The court said it found “reasonable grounds” to believe that Netanyahu bears criminal responsibility for war crimes including “starvation as a method of warfare” and “the crimes against humanity of murder, persecution, and other inhumane acts.”

More than 43,000 Palestinians have been killed since October 7 last year, according to the health ministry in Gaza.

Netanyahu denounced the ICC move on Thursday, calling it an “antisemitic decision” and “a modern Dreyfus trial,” referring to the 1894 wrongful conviction of Jewish-French soldier Alfred Dreyfus, an affair that has since come to symbolize antisemitic persecution.

The prime minister said the ICC judges were “motivated by antisemitic sentiments against the one and only Jewish state.”

Meanwhile, opposition leader Yair Lapid called the arrest warrants for Netanyahu and Gallant a “reward for terrorism.”

Implications for soldiers fighting in Gaza

While the ICC arrest warrants target only Netanyahu and Gallant, some are worried about the implications for the Israel Defense Forces and its soldiers.

Conscription is mandatory for most Jewish Israelis and some 300,000 reservists have been called up because of the war, on top of the estimated 170,000 active-duty soldiers.

The right-wing Israeli legal organization Shurat HaDin has warned about the arrest warrants “creating a dangerous precedent for the ICC to target other democratic armies and leaders.” The group has long warned about the ICC possibly opening a criminal investigation against Israeli soldiers.

Legal action at the ICC against Israeli soldiers, it said on its website, would “carry devastating effects” on Israel, and cause immediate personal risk to individuals “whose only blame is for serving their country and fighting terror.”

Refusals by potential recruits and reservists to serve are rare in Israel, but there are signs that they have been increasing amid the global outrage over the toll of the war in Gaza. Taking an unusually public stance, a group of more than 130 Israeli reservists signed an open letter to Netanyahu and Gallant last month, stating that they refuse to serve unless a deal is signed to end the war and bring back the hostages, saying that for some of them “the red line has already been crossed.”

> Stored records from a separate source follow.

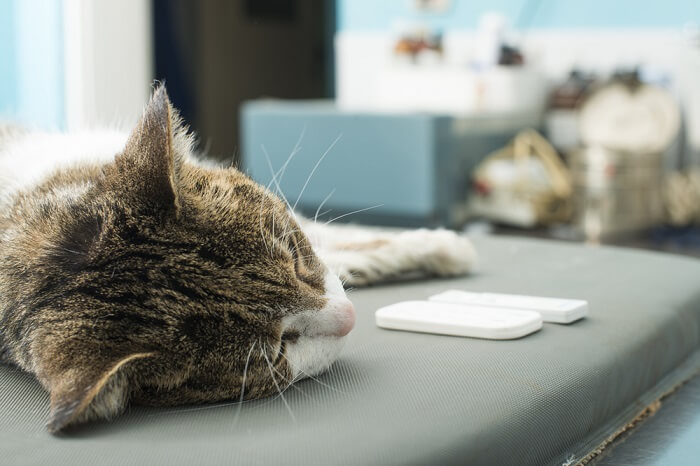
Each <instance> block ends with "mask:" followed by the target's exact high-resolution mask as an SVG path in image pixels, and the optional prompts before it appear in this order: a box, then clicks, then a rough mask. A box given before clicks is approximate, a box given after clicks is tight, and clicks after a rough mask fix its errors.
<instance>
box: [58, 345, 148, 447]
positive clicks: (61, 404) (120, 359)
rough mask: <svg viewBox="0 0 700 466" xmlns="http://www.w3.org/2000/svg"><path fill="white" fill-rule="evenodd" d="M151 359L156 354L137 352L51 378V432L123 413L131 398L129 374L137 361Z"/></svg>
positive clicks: (103, 418) (71, 370) (76, 369)
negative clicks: (143, 359) (145, 358)
mask: <svg viewBox="0 0 700 466" xmlns="http://www.w3.org/2000/svg"><path fill="white" fill-rule="evenodd" d="M150 357H153V353H134V354H130V355H128V356H124V357H121V358H116V359H115V360H114V361H110V362H106V363H103V364H97V366H99V369H98V368H95V367H94V366H92V367H91V368H90V369H88V370H87V372H86V371H85V369H84V368H80V369H68V370H63V371H60V372H59V373H58V374H55V375H54V376H53V377H51V376H50V377H49V378H48V380H47V385H48V386H49V391H50V392H51V409H50V414H49V421H48V423H47V424H46V427H47V428H48V430H49V432H51V433H56V432H59V431H61V430H63V429H64V428H66V427H68V426H70V425H72V424H76V423H79V422H84V421H88V420H91V419H110V418H112V417H114V416H116V415H118V414H120V413H121V412H123V411H124V409H125V408H126V404H127V402H128V398H129V380H128V377H127V371H128V370H129V367H130V366H133V364H134V362H135V361H138V360H143V359H144V358H150Z"/></svg>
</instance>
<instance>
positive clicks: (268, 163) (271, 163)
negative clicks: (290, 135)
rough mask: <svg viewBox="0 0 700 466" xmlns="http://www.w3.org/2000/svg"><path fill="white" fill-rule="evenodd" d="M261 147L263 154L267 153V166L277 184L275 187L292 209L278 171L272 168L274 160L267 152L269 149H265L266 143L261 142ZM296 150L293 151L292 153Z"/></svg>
mask: <svg viewBox="0 0 700 466" xmlns="http://www.w3.org/2000/svg"><path fill="white" fill-rule="evenodd" d="M260 148H261V149H262V151H263V154H264V155H265V160H267V166H268V168H269V169H270V176H272V182H273V183H274V184H275V189H276V190H277V194H279V195H280V196H281V197H282V200H284V203H285V204H287V207H289V208H290V209H291V206H290V205H289V201H288V200H287V196H285V195H284V193H283V192H282V188H281V187H280V184H279V180H278V179H277V173H276V172H275V169H274V168H272V161H271V160H270V154H268V153H267V149H265V145H264V144H260ZM293 154H294V152H292V155H293Z"/></svg>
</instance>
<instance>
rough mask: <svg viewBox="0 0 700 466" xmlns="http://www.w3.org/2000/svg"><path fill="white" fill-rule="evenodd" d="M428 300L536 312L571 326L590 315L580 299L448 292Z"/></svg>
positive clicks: (474, 305)
mask: <svg viewBox="0 0 700 466" xmlns="http://www.w3.org/2000/svg"><path fill="white" fill-rule="evenodd" d="M428 300H430V301H440V302H448V303H459V304H468V305H472V306H493V307H497V308H507V309H517V310H526V311H536V312H539V313H540V314H542V319H543V320H544V321H545V322H553V323H557V324H570V323H571V322H575V321H577V320H579V319H581V318H583V317H585V316H586V314H587V313H588V302H587V301H583V300H580V299H559V298H542V297H538V296H522V295H515V294H499V293H472V292H469V291H461V290H448V291H445V292H444V293H440V294H436V295H434V296H431V297H430V298H428Z"/></svg>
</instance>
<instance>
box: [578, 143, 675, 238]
mask: <svg viewBox="0 0 700 466" xmlns="http://www.w3.org/2000/svg"><path fill="white" fill-rule="evenodd" d="M568 161H569V167H570V170H571V177H572V181H573V187H574V211H575V214H574V221H575V224H576V225H578V226H579V228H581V230H582V231H583V233H584V235H585V237H586V239H587V240H589V241H594V242H596V241H599V240H601V239H605V238H610V237H616V236H623V235H626V234H631V233H635V232H638V231H642V230H645V229H648V228H650V227H652V226H654V225H657V224H659V223H660V222H661V221H662V220H663V204H662V195H661V187H662V181H663V169H662V166H663V163H662V162H663V154H662V153H661V152H648V153H631V152H624V151H619V150H610V149H606V148H604V147H601V146H591V147H586V148H582V149H578V150H576V151H573V152H572V153H570V155H569V160H568Z"/></svg>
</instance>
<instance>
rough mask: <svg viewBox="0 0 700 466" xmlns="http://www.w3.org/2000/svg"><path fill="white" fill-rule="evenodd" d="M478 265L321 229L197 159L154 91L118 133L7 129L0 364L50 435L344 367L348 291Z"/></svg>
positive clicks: (222, 170) (422, 245) (222, 172)
mask: <svg viewBox="0 0 700 466" xmlns="http://www.w3.org/2000/svg"><path fill="white" fill-rule="evenodd" d="M312 240H313V242H312ZM473 260H474V253H473V250H472V248H471V245H470V243H469V241H468V240H467V239H465V238H462V237H459V236H457V235H456V234H454V233H451V232H447V231H426V230H418V231H412V232H405V233H378V232H372V231H368V230H363V229H359V228H344V227H333V226H327V225H317V224H315V223H314V222H311V221H308V220H304V219H301V218H298V217H297V216H296V215H295V214H294V213H293V212H291V211H290V210H289V209H288V208H287V206H286V205H285V204H284V203H283V202H282V200H280V199H279V198H277V197H276V196H274V195H273V194H272V193H271V192H270V191H269V190H267V189H266V188H264V187H262V186H260V185H258V184H256V183H255V182H253V181H252V180H251V179H250V178H248V177H247V176H245V175H244V174H242V173H241V172H239V171H238V170H236V169H233V168H229V169H222V168H211V167H209V166H207V165H206V164H201V163H198V162H196V160H195V158H194V156H193V149H192V138H191V136H190V135H189V134H188V133H187V131H186V129H184V127H183V126H182V124H181V122H180V120H179V118H178V116H177V115H176V113H175V111H174V110H173V109H172V106H171V104H170V102H169V100H168V97H167V94H166V92H165V89H164V88H163V87H160V88H158V89H156V91H155V92H154V95H153V96H152V98H151V101H150V102H149V104H148V105H147V107H146V109H145V110H144V114H143V116H142V118H141V120H140V121H139V123H138V124H137V126H136V127H135V128H134V129H133V131H132V132H131V133H130V134H129V135H126V134H121V133H119V132H106V131H103V132H91V133H85V134H38V133H28V132H24V131H20V130H13V129H12V128H9V127H5V128H0V361H2V362H5V363H11V364H14V365H17V366H19V367H20V368H22V369H24V370H26V371H29V372H32V373H33V374H35V375H36V377H37V378H38V380H39V381H40V382H41V384H42V385H43V386H44V387H45V388H46V389H47V390H48V391H49V392H50V400H51V401H50V404H51V407H50V419H49V421H48V425H47V426H48V429H49V430H50V431H51V432H56V431H59V430H61V429H64V428H65V427H67V426H70V425H72V424H76V423H80V422H83V421H86V420H90V419H98V418H111V417H113V416H115V415H117V414H119V413H121V412H122V411H123V410H124V409H125V407H126V405H127V403H128V402H133V403H138V404H146V405H177V404H186V403H202V402H214V401H219V400H228V399H234V400H243V399H252V398H258V397H263V396H267V395H270V394H275V393H277V392H278V391H280V390H282V389H284V388H285V387H286V386H287V385H289V384H291V383H293V382H294V381H296V380H298V379H300V378H303V377H306V376H310V375H314V374H317V373H319V372H321V371H323V370H325V369H326V368H328V367H329V366H330V364H332V362H333V361H334V360H335V359H336V357H337V356H338V353H339V351H340V349H341V347H342V344H343V341H344V337H345V335H347V334H348V332H349V331H350V330H351V329H352V327H353V324H354V320H355V314H354V312H355V311H354V309H353V305H352V303H351V302H350V301H349V300H348V298H347V297H346V295H345V292H344V290H343V286H342V284H341V280H344V281H345V284H346V285H353V284H354V285H363V284H369V283H376V282H379V281H382V280H386V279H389V278H392V279H393V278H400V277H401V276H402V275H404V274H416V273H419V274H423V275H443V276H449V275H457V274H462V273H465V272H467V271H468V269H469V267H470V266H471V265H472V263H473Z"/></svg>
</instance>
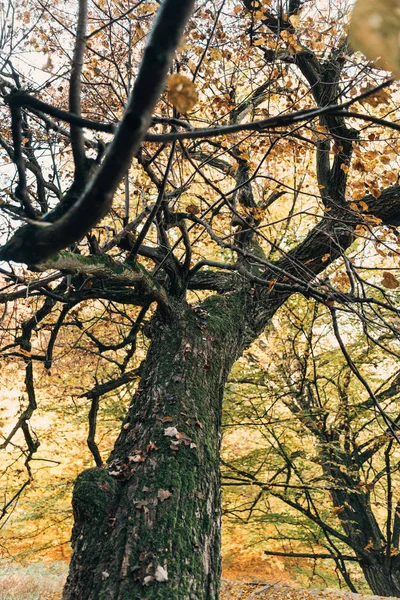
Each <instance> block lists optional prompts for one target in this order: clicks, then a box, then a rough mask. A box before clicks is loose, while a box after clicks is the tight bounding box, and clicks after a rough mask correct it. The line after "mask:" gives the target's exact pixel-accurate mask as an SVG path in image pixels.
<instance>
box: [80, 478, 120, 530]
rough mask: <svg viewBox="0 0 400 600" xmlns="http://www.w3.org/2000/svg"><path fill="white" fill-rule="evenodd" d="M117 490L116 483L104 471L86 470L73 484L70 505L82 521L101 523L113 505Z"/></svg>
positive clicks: (113, 503)
mask: <svg viewBox="0 0 400 600" xmlns="http://www.w3.org/2000/svg"><path fill="white" fill-rule="evenodd" d="M118 490H119V486H118V483H117V482H116V481H115V479H113V478H112V477H110V475H109V474H108V473H107V471H106V469H103V468H95V469H88V470H87V471H83V472H82V473H81V474H80V475H79V476H78V478H77V480H76V482H75V486H74V493H73V497H72V504H73V506H74V508H75V509H76V510H77V512H78V514H79V515H80V516H81V517H82V518H83V519H84V520H92V519H96V520H97V519H98V520H99V521H102V520H103V519H104V515H105V514H106V512H107V511H108V510H109V509H110V507H112V505H113V504H114V503H115V500H116V498H117V495H118Z"/></svg>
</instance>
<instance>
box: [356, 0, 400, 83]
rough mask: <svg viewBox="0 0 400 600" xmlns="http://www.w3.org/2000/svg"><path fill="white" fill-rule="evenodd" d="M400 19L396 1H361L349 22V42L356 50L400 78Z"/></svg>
mask: <svg viewBox="0 0 400 600" xmlns="http://www.w3.org/2000/svg"><path fill="white" fill-rule="evenodd" d="M399 30H400V16H399V3H398V1H397V0H381V1H380V2H375V0H358V1H357V3H356V5H355V7H354V10H353V14H352V18H351V22H350V31H349V34H350V41H351V44H352V46H353V48H354V49H355V50H360V51H361V52H363V54H365V56H366V57H367V58H368V59H369V60H372V61H374V62H375V64H376V66H377V67H379V68H381V69H386V70H388V71H393V74H394V75H395V76H396V77H398V78H399V77H400V40H399Z"/></svg>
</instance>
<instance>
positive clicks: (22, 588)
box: [0, 561, 395, 600]
mask: <svg viewBox="0 0 400 600" xmlns="http://www.w3.org/2000/svg"><path fill="white" fill-rule="evenodd" d="M66 569H67V567H66V564H65V563H63V562H62V561H58V562H55V563H52V564H45V563H31V564H29V565H26V566H18V565H15V564H9V565H3V566H0V600H61V590H62V587H63V584H64V581H65V577H66ZM221 600H384V598H383V597H382V596H368V595H363V594H352V593H351V592H346V591H339V590H335V589H326V590H315V589H314V590H313V589H305V588H301V587H299V586H298V585H297V586H296V585H291V584H290V583H287V582H282V581H279V582H272V581H271V582H268V581H253V582H247V583H246V582H244V581H237V580H234V579H223V581H222V593H221ZM386 600H388V599H386ZM391 600H395V599H394V598H392V599H391Z"/></svg>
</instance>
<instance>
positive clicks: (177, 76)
mask: <svg viewBox="0 0 400 600" xmlns="http://www.w3.org/2000/svg"><path fill="white" fill-rule="evenodd" d="M197 99H198V96H197V91H196V87H195V85H194V83H193V82H192V81H191V80H190V79H188V78H187V77H185V76H184V75H181V74H180V73H174V74H173V75H171V76H170V77H169V79H168V100H169V101H170V102H171V104H172V105H173V106H174V108H176V110H177V111H178V112H181V113H187V112H189V110H191V109H192V108H193V107H194V105H195V104H196V102H197Z"/></svg>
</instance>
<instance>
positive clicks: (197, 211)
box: [186, 204, 200, 215]
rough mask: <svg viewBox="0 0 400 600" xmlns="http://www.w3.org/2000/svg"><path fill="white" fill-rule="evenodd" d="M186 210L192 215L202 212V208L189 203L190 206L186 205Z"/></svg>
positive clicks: (186, 210) (193, 204)
mask: <svg viewBox="0 0 400 600" xmlns="http://www.w3.org/2000/svg"><path fill="white" fill-rule="evenodd" d="M186 211H187V212H188V213H190V214H191V215H198V214H200V208H199V207H198V206H197V205H196V204H189V206H187V207H186Z"/></svg>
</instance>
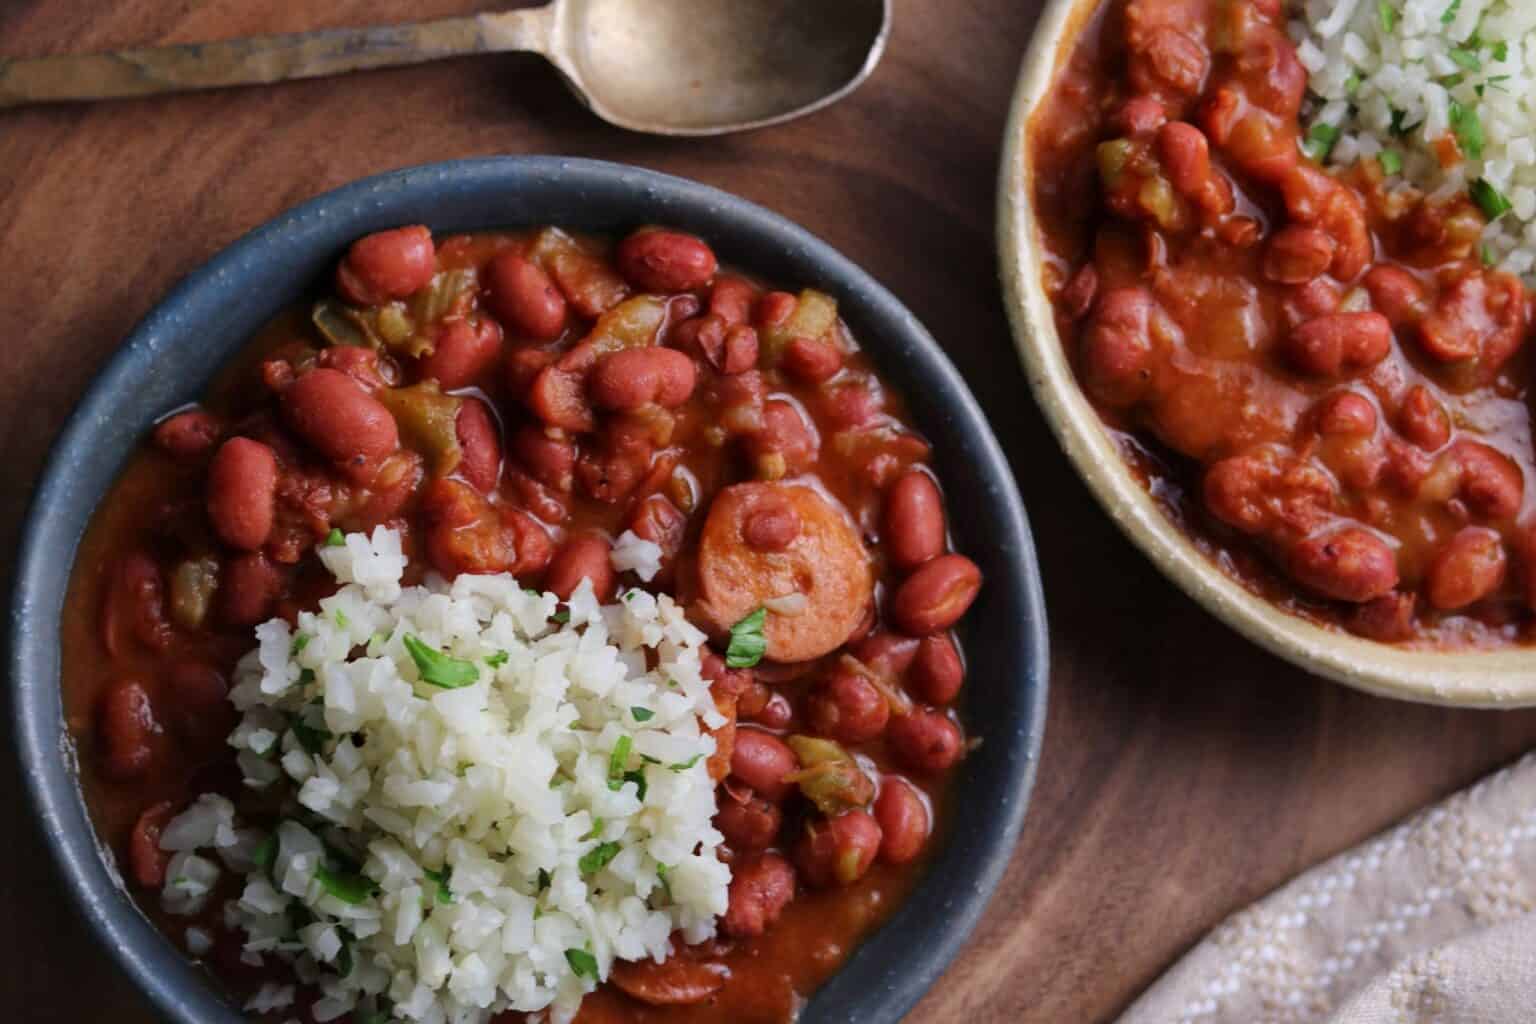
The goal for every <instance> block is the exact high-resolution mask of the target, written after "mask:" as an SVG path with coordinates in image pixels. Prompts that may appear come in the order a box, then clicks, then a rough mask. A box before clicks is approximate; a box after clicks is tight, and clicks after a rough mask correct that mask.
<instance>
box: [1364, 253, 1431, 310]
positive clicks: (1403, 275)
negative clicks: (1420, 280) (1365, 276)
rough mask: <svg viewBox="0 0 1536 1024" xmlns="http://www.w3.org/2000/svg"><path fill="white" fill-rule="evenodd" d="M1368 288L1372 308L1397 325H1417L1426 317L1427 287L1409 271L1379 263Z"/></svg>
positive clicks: (1391, 265)
mask: <svg viewBox="0 0 1536 1024" xmlns="http://www.w3.org/2000/svg"><path fill="white" fill-rule="evenodd" d="M1364 284H1366V290H1367V292H1369V293H1370V304H1372V306H1373V307H1376V312H1378V313H1381V315H1382V316H1385V318H1387V319H1389V321H1392V324H1393V325H1401V324H1409V322H1413V321H1416V319H1418V318H1421V316H1422V315H1424V286H1422V284H1419V281H1418V278H1415V276H1413V275H1412V273H1409V272H1407V270H1402V269H1401V267H1393V266H1392V264H1384V263H1378V264H1376V266H1375V267H1372V269H1370V272H1369V273H1367V275H1366V281H1364Z"/></svg>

Soul Behar Tsalik, an Israeli who intends to refuse his mandatory enlistment in the IDF next week, said the ICC warrant strengthens his commitment to refuse.

Breaking the Silence, an organization of Israeli veterans who oppose the war in Gaza and the occupation of the West Bank, was a rare voice of support for the ICC’s decision.

It said in a statement that the “flood of condemnations, an array of whataboutisms and countless allegations of antisemitism” was indicative of the Israeli “society’s insistence, even now, to not see what we are doing in Gaza.”